[Pvfs2-developers] Copy commands segfault on 2.4 kernels
Phil Carns
carns at mcs.anl.gov
Wed Apr 8 14:17:20 EDT 2009
Bart and I worked through this some more off-list and found a resolution
to the problem. Here is a summary for anyone on the edge of their seats
at home:
- pvfs2-client was being run with "--desc-size 33554432" (32 MB)
- this caused pvfs to report an st_blksize of 32 MB in fstat()
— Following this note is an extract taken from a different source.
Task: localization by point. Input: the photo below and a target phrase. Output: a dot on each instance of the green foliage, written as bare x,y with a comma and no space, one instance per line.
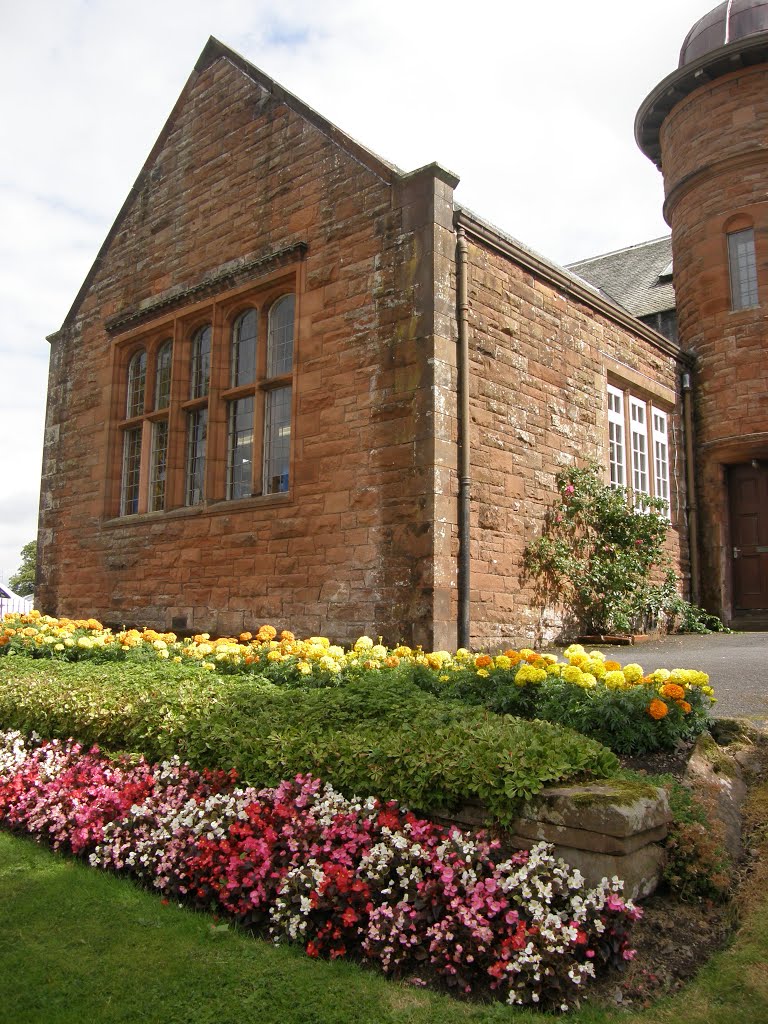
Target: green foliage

- cp used that st_blksize value to choose a 32 MB buffer size
- cp used alloca() to allocate the buffer
- cp then tried to read from pvfs into the buffer
Unfortunately, alloca() allocates memory from the stack. Bart's machine
didn't have 32 MB of stack space to spare, and the stack overflowed.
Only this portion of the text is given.